Obtaining the right skill to boost the graduate’s employment prospects seemed not to be apt at university. Employers continue to lament over the emerging graduates’ gap in skill; yet, they fail to perform their part of the deal.
Available job internships can’t provide a proper fix. Experts characterised them as being “too short and not substantial enough.” Quality internships, on the other hand, are subject to oversubscription, thereby, stirring oft-putting competition.
Other side of the coin
Educational institutions are the favourite scapegoat here. These institutions, with their skyrocketing tuition fees, can’t seem to guarantee the same soaring attribute for students’ employment prospects. Manpower Group’s Mara Swan helpfully added:
There’s always been a gap between what colleges produce and what employers want,” she said. “But now it’s widening.
Tracing back the presumed origins of this gap, two identified variables surfaced: the modern workplace’s characteristic and the employer’s expectations. Ms. Swan emphasised the “complex and globalized” contexts to which today’s workplaces seemed eager to adapt.
Employers, on the other hand, do little to realise their expectations – leaving the latter in a delicate, bloated condition.
Promises; disappointments
The common design of course programmes is justifiably far from employer’s request. Alec R. Levenson of the University of Southern California thinks so, too:
A four-year liberal arts education doesn’t prepare kids for work and it never has.
The university’s current mission-profile isn’t up for the skills-for-employment job. There may be promises (especially prior to admissions entry); in reality, students don’t receive it. This observation is supported by Accenture’s “The Accenture 2013 College Graduate Employment Survey.”

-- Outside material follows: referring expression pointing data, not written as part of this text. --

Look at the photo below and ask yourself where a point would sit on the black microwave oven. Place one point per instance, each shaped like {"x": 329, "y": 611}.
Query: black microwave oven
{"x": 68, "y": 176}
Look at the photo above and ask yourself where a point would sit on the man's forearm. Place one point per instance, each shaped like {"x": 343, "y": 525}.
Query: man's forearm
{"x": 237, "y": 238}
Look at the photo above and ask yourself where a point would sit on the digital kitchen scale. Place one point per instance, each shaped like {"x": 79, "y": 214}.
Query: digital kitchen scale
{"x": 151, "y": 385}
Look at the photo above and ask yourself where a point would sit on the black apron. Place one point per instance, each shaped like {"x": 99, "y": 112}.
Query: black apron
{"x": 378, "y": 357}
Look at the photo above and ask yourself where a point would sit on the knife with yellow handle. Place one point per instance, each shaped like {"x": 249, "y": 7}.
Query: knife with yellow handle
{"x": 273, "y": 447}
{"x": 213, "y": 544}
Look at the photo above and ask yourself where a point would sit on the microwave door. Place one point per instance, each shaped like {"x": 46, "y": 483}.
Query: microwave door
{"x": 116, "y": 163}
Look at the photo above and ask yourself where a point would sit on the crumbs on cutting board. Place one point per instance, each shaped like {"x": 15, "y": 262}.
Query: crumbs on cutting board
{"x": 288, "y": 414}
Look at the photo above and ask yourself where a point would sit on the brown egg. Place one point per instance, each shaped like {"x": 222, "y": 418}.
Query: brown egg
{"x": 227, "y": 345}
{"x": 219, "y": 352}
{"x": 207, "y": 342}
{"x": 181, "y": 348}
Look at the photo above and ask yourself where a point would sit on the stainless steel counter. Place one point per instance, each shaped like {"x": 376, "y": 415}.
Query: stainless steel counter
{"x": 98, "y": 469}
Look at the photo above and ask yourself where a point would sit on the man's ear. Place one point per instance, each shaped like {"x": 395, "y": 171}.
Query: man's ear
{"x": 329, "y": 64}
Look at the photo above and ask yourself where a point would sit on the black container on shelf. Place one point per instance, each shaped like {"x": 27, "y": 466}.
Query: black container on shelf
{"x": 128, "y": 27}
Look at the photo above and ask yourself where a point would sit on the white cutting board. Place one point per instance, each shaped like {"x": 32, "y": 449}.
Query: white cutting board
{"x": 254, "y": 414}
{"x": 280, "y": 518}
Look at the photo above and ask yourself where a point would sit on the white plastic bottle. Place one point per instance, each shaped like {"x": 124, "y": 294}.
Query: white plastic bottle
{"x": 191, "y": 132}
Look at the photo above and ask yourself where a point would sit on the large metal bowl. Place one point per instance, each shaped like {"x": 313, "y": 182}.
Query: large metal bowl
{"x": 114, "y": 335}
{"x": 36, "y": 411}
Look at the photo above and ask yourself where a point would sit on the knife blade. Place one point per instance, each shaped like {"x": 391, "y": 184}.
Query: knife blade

Ultimately, both employers’ and students’ expectations aren’t fulfilled.
Impact on employability
Empty promises do not just incite disappointments. They are a lot more costly, particularly, in terms of wasted potential: the human resources. HR Policy Association’s Jaime S. Fall didn’t shy away from giving a concrete example:
Young employees “are very good at finding information, but not as good at putting that information into context.
This shows the deplorable state of today’s labour skills market. Young talents obviously, pose the potential: they are able to ‘find information’. Yet, to be welcomed, they also need to exhibit that ‘complete package.’ In Mr Fall’s example, this package is rendered complete through an aptitude called, application (i.e., ‘information into context’).
Employer’s role
Ironically, while employers are quick to execute universities and prospects, they fail to identify their part in the system (save as recipients of various talents). Quoting again from the Accenture Employment Survey, “it is hard to deny the conclusion that many employers have overblown expectations for the skills of new hires.”
If they continue to hang on these bloated expectations, no end shall come for their critical crusade against educational institutions.
Their point of view
While answers between university and employers persist to be elusive, the indubitable fact remains: graduates are being swindled. They are robbed of opportunities to develop employable skills; their potential is not taken forward, stretched and tested for endurance.
Educational institutions are lauded for creating life-skill development avenues. Perhaps, it’s about time to expand this specialty and add to that portfolio the creation of work-skill hubs.
How about you? How do you face today’s employment challenge?